Differentiating with respect to input: tensor does not require grad and does not have a grad_fn, yet requires_grad is set to True

I want to differentiate the output of a model with respect to its input. Here is the code (self is a class similar to nn.Module, x is the input, which is a batch of images)

lsm = torch.nn.LogSoftmax(dim=1)
x.requires_grad = True

logits = self.evaluate(x)
out_lsm = lsm(logits)

aux_sum = torch.sum(torch.max(out_lsm, axis=1)[0])

I want to find the gradient of aux_sum with respect to x , but for some reason aux_sum has no gradient function and I get the error element 0 of tensors does not require grad and does not have a grad_fn

As a sanity check, I can do the same process but with a simpler “model”:

x = torch.Tensor([0, 1, 2])
x.requires_grad = True

out_lsm = x ** 2

aux_sum = out_lsm.sum()
>>> tensor([0., 2., 4.])

with no issues. Does anyone know what is causing the gradient issue in the first case, and why it’s not the same as the simplified second case? Thank you!

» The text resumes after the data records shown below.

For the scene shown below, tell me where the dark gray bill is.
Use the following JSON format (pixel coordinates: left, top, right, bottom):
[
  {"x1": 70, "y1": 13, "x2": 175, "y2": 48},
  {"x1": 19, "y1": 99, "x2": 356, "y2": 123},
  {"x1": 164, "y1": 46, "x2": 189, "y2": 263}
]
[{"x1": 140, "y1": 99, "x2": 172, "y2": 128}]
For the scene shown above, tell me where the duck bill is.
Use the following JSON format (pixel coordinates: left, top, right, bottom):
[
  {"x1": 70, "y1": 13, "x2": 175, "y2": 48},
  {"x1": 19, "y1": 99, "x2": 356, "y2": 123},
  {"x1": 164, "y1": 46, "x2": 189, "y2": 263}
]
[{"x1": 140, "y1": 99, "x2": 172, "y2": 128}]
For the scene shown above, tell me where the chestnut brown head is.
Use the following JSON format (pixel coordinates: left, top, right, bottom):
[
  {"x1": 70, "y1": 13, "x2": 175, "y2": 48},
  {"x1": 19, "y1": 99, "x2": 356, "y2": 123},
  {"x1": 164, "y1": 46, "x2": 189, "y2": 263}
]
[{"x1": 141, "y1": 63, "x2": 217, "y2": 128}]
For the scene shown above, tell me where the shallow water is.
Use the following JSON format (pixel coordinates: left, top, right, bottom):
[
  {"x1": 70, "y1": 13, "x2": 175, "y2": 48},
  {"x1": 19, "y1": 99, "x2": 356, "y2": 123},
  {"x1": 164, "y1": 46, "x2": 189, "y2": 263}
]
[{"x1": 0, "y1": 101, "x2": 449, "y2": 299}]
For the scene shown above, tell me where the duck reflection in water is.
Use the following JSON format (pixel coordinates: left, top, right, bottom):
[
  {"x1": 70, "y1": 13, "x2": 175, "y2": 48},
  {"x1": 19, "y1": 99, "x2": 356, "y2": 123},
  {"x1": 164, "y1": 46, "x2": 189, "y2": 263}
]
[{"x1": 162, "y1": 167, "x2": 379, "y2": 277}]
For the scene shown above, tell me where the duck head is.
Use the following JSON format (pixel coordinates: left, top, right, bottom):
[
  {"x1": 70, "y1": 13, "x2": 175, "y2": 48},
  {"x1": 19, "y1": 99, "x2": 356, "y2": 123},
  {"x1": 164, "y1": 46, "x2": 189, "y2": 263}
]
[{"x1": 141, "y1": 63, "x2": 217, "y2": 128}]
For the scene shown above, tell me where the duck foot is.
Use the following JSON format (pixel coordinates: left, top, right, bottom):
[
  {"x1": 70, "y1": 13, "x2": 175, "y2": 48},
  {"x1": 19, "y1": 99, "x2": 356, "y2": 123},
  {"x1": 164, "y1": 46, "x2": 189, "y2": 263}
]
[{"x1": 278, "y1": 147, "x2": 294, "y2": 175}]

Check if out_lsm.requires_grad == True. If not, maybe there is some operation in self.evaluate that is non differentiable that is causing requires_grad to be False

You can refer to this FAQ to know more about None gradients Why are my tensor's gradients unexpectedly None or not None?

Thank you. The issue was actually a torch.no_grad hiding in self.evaluate that I didn’t account for.